Essen.. Branchenführer Edeka hat den Abstand zur Konkurrenz 2015 weiter vergrößert. Das macht die Tengelmann-Übernahme noch brisanter.

Bereits vor der heftig umstrittenen, aber von Bundeswirtschaftsminister Sigmar Gabriel (SPD) erlaubten Übernahme der Kaiser’s/Tengelmann-Supermärkte hat Edeka seine Marktführerschaft im deutschen Einzelhandel weiter ausgebaut. Wie eine am Freitag in der Lebensmittelzeitung veröffentlichte Studie des Marktforschungsunternehmens Trade Dimensions zeigt, hat der Branchenprimus seinen Abstand auf die Rewe-Gruppe in absoluten Zahlen erneut vergrößern können. Die ohnehin starke Konzentration im deutschen Lebensmittel-Einzelhandel hat 2015 auch insgesamt weiter zugenommen.

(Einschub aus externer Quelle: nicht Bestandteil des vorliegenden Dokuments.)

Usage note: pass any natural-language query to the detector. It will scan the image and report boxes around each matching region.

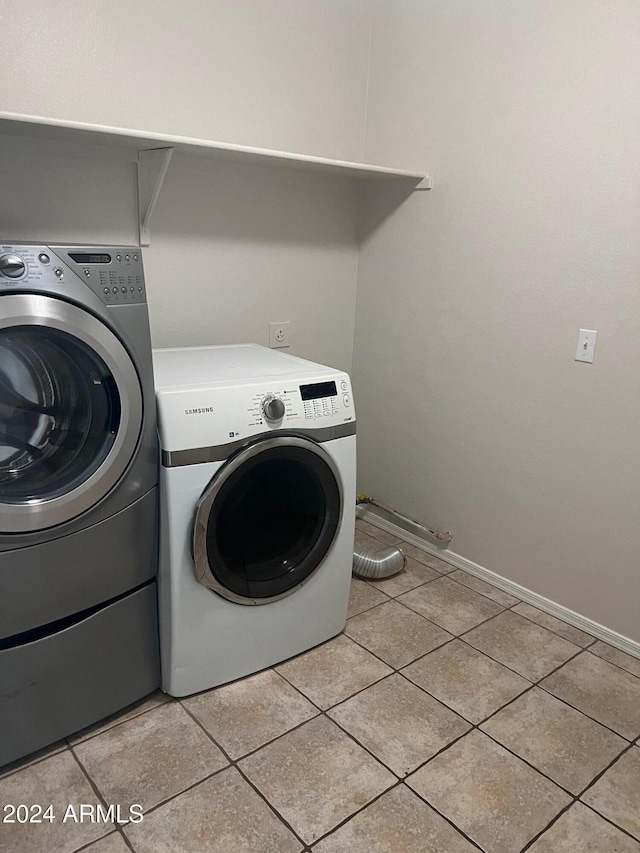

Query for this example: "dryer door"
[0,294,142,533]
[193,436,343,604]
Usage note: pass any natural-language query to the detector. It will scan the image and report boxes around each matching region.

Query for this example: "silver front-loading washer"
[0,244,159,764]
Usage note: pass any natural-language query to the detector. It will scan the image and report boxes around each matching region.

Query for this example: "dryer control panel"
[247,375,354,429]
[156,371,356,451]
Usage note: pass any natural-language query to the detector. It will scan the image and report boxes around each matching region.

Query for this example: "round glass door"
[0,295,142,533]
[194,436,342,604]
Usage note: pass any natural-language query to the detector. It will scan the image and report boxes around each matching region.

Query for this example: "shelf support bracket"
[137,148,175,246]
[413,175,433,192]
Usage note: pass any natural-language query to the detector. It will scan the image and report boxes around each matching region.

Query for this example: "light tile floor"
[0,521,640,853]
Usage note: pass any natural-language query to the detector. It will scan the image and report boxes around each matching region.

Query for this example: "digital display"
[69,252,111,264]
[300,382,338,400]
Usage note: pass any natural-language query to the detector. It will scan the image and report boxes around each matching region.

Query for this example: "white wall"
[0,0,370,160]
[143,152,360,370]
[0,136,360,370]
[0,0,370,370]
[353,0,640,640]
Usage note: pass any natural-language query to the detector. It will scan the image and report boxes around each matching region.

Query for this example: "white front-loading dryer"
[153,344,356,696]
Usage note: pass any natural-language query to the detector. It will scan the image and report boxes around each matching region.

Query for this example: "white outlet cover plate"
[269,320,291,349]
[576,329,598,364]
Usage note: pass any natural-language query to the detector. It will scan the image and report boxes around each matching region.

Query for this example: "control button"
[261,394,285,424]
[0,254,27,278]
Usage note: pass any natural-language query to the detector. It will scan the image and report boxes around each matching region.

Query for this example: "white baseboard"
[356,505,640,658]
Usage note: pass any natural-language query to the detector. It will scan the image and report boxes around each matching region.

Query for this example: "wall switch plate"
[576,329,598,364]
[269,320,291,349]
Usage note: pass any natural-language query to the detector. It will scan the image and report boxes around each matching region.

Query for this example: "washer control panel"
[0,243,147,305]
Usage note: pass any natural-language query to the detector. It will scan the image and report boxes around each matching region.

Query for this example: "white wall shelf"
[0,111,427,185]
[0,111,432,246]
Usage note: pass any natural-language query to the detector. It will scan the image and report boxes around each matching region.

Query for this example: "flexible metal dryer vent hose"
[353,546,407,580]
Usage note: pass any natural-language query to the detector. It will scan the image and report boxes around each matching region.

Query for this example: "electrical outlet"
[576,329,598,364]
[269,320,291,349]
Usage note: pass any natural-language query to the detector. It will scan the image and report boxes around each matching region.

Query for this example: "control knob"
[261,394,284,424]
[0,253,27,278]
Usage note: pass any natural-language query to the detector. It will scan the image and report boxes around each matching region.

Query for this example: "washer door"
[193,436,343,604]
[0,294,142,533]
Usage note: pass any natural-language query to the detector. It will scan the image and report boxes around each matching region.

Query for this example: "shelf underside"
[0,112,426,186]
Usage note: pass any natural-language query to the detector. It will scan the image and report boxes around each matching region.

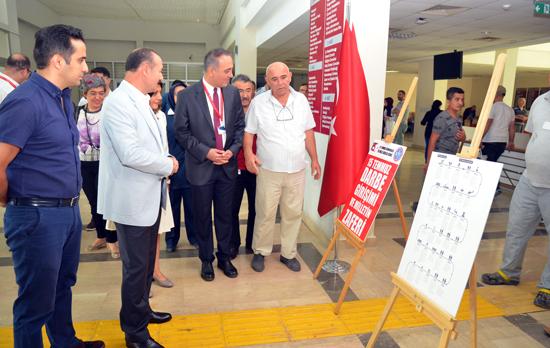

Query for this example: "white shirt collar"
[0,72,19,87]
[268,87,297,107]
[119,80,151,104]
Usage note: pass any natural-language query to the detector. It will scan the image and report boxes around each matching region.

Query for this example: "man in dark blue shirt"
[0,25,105,348]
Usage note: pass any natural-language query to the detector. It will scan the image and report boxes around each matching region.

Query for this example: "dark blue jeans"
[164,187,197,248]
[4,205,82,348]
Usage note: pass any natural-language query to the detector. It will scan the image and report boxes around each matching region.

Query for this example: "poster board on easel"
[367,54,506,348]
[313,77,418,314]
[313,141,407,314]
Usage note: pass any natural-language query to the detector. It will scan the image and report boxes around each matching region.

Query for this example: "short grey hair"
[204,48,232,71]
[265,62,290,76]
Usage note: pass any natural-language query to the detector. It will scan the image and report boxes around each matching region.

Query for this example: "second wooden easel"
[313,77,418,314]
[367,54,506,348]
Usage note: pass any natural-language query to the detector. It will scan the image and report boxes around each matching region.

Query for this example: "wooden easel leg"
[313,229,340,279]
[438,329,452,348]
[468,263,477,348]
[392,179,409,240]
[334,246,365,314]
[367,286,399,348]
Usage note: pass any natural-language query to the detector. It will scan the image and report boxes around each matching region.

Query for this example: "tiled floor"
[0,143,550,348]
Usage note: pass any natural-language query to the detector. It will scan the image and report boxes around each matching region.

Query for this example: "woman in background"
[163,80,198,252]
[420,100,443,163]
[77,74,120,259]
[149,82,174,288]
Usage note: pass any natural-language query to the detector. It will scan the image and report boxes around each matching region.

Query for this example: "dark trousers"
[481,143,506,191]
[4,205,82,348]
[191,166,235,262]
[80,161,117,243]
[231,169,256,251]
[164,186,197,247]
[116,210,160,342]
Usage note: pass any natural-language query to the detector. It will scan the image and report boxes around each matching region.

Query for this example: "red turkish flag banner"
[317,21,370,216]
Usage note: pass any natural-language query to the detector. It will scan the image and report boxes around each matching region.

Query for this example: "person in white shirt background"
[0,53,31,103]
[247,62,321,272]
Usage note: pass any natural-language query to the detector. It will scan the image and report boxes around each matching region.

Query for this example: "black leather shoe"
[73,341,105,348]
[149,311,172,324]
[218,260,239,278]
[126,337,164,348]
[201,262,214,282]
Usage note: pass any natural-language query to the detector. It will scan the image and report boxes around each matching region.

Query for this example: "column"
[235,24,258,81]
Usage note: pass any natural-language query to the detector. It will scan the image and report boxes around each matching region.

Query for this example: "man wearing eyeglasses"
[0,53,31,103]
[243,62,321,272]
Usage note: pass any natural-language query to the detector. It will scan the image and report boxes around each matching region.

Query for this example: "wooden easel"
[313,77,418,314]
[313,219,366,314]
[367,53,506,348]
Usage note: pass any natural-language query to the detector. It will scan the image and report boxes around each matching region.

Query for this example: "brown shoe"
[88,239,107,251]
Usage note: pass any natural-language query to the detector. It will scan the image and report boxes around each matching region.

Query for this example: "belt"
[8,196,79,207]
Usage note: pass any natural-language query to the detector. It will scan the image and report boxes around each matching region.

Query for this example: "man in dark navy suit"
[175,48,244,281]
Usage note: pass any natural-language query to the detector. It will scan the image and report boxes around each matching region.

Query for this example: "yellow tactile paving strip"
[0,286,520,348]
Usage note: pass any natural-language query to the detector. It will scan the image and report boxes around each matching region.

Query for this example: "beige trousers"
[252,168,305,259]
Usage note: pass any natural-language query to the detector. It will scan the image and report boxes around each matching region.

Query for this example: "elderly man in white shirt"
[243,62,321,272]
[0,53,31,103]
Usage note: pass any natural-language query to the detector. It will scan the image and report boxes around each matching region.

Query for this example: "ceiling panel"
[38,0,229,24]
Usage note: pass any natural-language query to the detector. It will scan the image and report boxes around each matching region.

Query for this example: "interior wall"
[143,41,206,63]
[19,20,40,69]
[16,0,221,68]
[516,71,550,88]
[86,39,136,62]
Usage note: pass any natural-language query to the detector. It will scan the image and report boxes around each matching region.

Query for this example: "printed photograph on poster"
[307,0,345,134]
[397,152,502,316]
[339,141,407,242]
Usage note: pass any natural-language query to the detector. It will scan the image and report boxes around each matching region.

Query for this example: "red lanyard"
[202,81,223,124]
[0,75,17,88]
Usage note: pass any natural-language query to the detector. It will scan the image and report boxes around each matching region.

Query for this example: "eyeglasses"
[269,99,294,121]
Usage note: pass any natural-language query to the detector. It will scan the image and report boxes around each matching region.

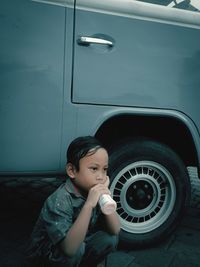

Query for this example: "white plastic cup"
[99,194,117,215]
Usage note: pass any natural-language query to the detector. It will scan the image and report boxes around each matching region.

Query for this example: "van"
[0,0,200,246]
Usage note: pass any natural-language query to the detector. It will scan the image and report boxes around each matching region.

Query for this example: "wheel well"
[96,115,198,166]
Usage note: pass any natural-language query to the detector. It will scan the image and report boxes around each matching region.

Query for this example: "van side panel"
[0,0,65,173]
[73,0,200,127]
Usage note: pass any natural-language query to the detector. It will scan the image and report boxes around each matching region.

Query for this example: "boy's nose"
[97,173,105,182]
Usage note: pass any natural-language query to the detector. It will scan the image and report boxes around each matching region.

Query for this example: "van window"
[138,0,200,12]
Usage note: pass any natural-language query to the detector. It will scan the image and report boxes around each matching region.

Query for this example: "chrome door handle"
[77,36,113,47]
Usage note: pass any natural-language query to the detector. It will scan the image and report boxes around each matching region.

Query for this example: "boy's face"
[70,148,108,192]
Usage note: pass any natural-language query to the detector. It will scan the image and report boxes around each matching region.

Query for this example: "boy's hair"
[67,136,105,171]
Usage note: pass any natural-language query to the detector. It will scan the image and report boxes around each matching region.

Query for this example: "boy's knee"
[103,234,119,250]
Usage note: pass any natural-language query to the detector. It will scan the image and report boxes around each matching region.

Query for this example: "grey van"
[0,0,200,245]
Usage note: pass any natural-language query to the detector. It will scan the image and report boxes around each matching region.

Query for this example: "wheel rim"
[110,161,176,233]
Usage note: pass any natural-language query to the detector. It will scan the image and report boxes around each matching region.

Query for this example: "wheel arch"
[95,114,199,169]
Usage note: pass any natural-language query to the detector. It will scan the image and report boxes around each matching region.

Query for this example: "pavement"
[0,175,200,267]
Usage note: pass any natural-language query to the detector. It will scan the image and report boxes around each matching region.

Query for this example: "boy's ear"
[66,163,75,179]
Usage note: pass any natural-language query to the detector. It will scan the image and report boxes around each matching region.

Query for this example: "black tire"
[109,140,190,247]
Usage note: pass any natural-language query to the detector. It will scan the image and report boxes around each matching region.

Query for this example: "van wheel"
[109,139,190,247]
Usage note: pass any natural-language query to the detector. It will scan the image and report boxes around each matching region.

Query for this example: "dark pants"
[26,231,118,267]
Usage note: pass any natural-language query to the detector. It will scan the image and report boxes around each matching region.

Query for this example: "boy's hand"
[85,180,110,208]
[104,176,110,187]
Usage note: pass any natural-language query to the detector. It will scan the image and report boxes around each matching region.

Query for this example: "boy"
[25,136,120,267]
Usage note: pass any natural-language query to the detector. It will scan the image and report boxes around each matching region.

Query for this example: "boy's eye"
[90,167,97,172]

Denn die größten Zuwächse gab es erneut in den Supermärkten der beiden führenden Unternehmen. Beim reinen Lebensmittelumsatz legten die Rewe-Märkte prozentual am stärksten zu – plus 3,7 Prozent. Edeka reichte aber ein Plus von 2,7 Prozent, um den Abstand in absoluten Zahlen auf fast 20 Milliarden Euro auszubauen. Die Hamburger haben im vergangenen Jahr 48,3 Milliarden Euro mit Lebensmitteln umgesetzt, Rewe 28,6 Milliarden.

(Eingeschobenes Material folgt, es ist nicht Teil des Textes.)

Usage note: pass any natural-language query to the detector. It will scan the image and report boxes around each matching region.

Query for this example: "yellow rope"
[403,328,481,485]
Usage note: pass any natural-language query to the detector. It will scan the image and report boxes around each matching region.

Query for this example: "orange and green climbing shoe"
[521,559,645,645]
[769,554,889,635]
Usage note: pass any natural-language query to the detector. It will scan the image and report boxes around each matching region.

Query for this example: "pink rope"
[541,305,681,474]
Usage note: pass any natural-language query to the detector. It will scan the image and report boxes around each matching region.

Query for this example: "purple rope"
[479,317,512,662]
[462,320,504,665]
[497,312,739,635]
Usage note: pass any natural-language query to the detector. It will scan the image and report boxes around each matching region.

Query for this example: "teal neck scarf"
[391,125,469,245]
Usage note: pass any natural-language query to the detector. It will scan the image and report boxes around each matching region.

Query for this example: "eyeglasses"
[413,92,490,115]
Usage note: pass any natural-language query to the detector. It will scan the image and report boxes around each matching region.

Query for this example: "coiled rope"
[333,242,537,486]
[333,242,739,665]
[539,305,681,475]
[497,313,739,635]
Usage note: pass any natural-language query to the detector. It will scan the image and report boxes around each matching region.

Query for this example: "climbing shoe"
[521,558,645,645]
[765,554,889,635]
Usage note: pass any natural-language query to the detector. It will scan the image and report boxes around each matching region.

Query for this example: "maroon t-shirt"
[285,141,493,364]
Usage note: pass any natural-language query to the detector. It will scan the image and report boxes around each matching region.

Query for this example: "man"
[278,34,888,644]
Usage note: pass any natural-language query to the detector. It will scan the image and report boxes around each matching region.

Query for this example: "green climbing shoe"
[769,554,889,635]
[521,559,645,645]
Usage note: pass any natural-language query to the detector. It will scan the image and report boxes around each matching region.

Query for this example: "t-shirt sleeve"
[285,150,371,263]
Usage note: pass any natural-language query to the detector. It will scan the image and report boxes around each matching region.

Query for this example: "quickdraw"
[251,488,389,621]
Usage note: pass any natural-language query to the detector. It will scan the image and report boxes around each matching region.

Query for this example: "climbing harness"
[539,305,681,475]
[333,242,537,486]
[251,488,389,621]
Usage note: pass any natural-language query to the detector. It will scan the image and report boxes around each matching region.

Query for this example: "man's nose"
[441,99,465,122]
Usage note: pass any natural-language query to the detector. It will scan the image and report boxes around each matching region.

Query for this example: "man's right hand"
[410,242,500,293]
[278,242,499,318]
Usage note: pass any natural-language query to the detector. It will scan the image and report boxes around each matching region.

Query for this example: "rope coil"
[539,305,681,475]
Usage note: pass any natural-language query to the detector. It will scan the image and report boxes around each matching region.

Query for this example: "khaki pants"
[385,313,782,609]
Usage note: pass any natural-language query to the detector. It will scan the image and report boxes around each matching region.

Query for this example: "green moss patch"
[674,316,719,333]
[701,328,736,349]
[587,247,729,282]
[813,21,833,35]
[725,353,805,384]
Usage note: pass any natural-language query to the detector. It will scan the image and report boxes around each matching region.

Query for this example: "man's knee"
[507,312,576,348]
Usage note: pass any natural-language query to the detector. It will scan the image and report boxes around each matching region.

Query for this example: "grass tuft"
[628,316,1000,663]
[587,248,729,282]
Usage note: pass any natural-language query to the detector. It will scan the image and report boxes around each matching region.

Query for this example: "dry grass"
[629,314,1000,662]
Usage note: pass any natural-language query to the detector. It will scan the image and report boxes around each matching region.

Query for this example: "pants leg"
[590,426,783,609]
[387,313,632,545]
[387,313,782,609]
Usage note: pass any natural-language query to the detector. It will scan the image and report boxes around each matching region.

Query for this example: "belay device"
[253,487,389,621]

Discounter wachsen langsamer

Auch Lidl (1,6 Prozent) sowie Aldi Süd (1,3 Prozent) und Aldi Nord (1,7 Prozent) haben weiter zugelegt, doch die führenden Discounter wachsen deutlich langsamer als die Vollsortimenter. Die Billigketten von Edeka und Rewe entwickelten sich besser: Netto und Penny wuchsen jeweils um 2,8 Prozent. Die Düsseldorfer Metro-Gruppe verlor mit ihren Groß- und den Real-Märkten 2,7 Prozent an Lebensmittel-Umsätzen.

Dass eine Handvoll Anbieter den deutschen Lebensmittelhandel weitgehend beherrscht, war der Hauptgrund des Bundeskartellamts, Edeka die Übernahme von Tengelmann zu verbieten. Dies, obwohl die Kaiser’s- und Tengelmann-Supermärkte mit weniger als zwei Milliarden Euro bundesweit kaum ins Gewicht fallen. Jedoch ist Tengelmann auch nur in drei Regionen vertreten: NRW, Berlin und dem Raum München. In der Hauptstadt ist Kaiser’s immerhin die Nummer drei – und Edeka dank der früheren Übernahme der Berliner Kette Reichelt schon jetzt der Konkurrenz weit enteilt.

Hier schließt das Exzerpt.